Early retirement costs in Finland could become unmanageable as an unintended consequence of major local government reform, according to Finnish public sector pension fund Keva.

Releasing its first quarter results, Finland’s largest pension fund warned that steps needed to be taken by government to make sure current employees continued working.

The €51.2bn fund said it was preparing for the health, social services and regional government reform taking place in Finland, and was concerned about the position of employees in relation to the overhaul.

Keva’s chief executive Timo Kietäväinen said: “The work capacity of employees needs to be maintained at all levels to ensure that costs arising from premature retirement do not spiral out of control.”

The widescale reform will establish 18 new counties in Finland, as well as shift responsibility for the provision of services to new healthcare regions and away from more than 300 local governments.

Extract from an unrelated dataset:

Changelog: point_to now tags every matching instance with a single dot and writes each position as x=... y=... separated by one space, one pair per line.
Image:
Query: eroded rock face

“Now there is every reason to take up the challenge brought about by the health and social services reform in earnest,” Kietäväinen said.

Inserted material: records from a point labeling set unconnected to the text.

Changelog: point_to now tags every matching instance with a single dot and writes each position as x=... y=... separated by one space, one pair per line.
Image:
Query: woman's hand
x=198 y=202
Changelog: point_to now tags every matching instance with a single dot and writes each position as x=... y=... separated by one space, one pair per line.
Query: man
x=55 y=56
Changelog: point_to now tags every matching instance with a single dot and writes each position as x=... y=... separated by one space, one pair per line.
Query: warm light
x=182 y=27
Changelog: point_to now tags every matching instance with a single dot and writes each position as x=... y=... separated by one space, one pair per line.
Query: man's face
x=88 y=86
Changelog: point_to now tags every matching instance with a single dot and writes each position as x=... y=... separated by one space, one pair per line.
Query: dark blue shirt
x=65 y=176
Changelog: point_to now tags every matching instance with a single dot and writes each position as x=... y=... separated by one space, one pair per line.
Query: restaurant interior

If this did not happen, there was a risk that progress already made on extending working life in the public sector would come to a halt, he warned.

‘Reasonable’ first-quarter loss

In its first quarter results Keva reported a 0.4% investment loss for the period, which it said reflected stock market uncertainty.

At the end of March, total investments were worth €51.2bn, down from €53.1bn at the end of December.

Kietäväinen said the investment performance was reasonable given the challenging market environment.

Among asset classes, the top performer for Keva in the first quarter was private equity funds, which generated a 2.2% return, followed by hedge funds with a return of 1.1%.

Property produced a 0.9% return and fixed-income investments returned 0.6%.

Listed equities and equity funds, however, made a 2.5% loss in the period.

At the end of March, fixed income accounted for 42.1% of Keva’s portfolio, while listed equities and equity funds made up 37.7%.

Private equity, hedge funds and real estate had allocations of 7.6%, 6.4% and 6.2% respectively.

The pension fund runs pensions for local government and state employees, for the Evangelical Lutheran Church and staff of social insurance institution Kela.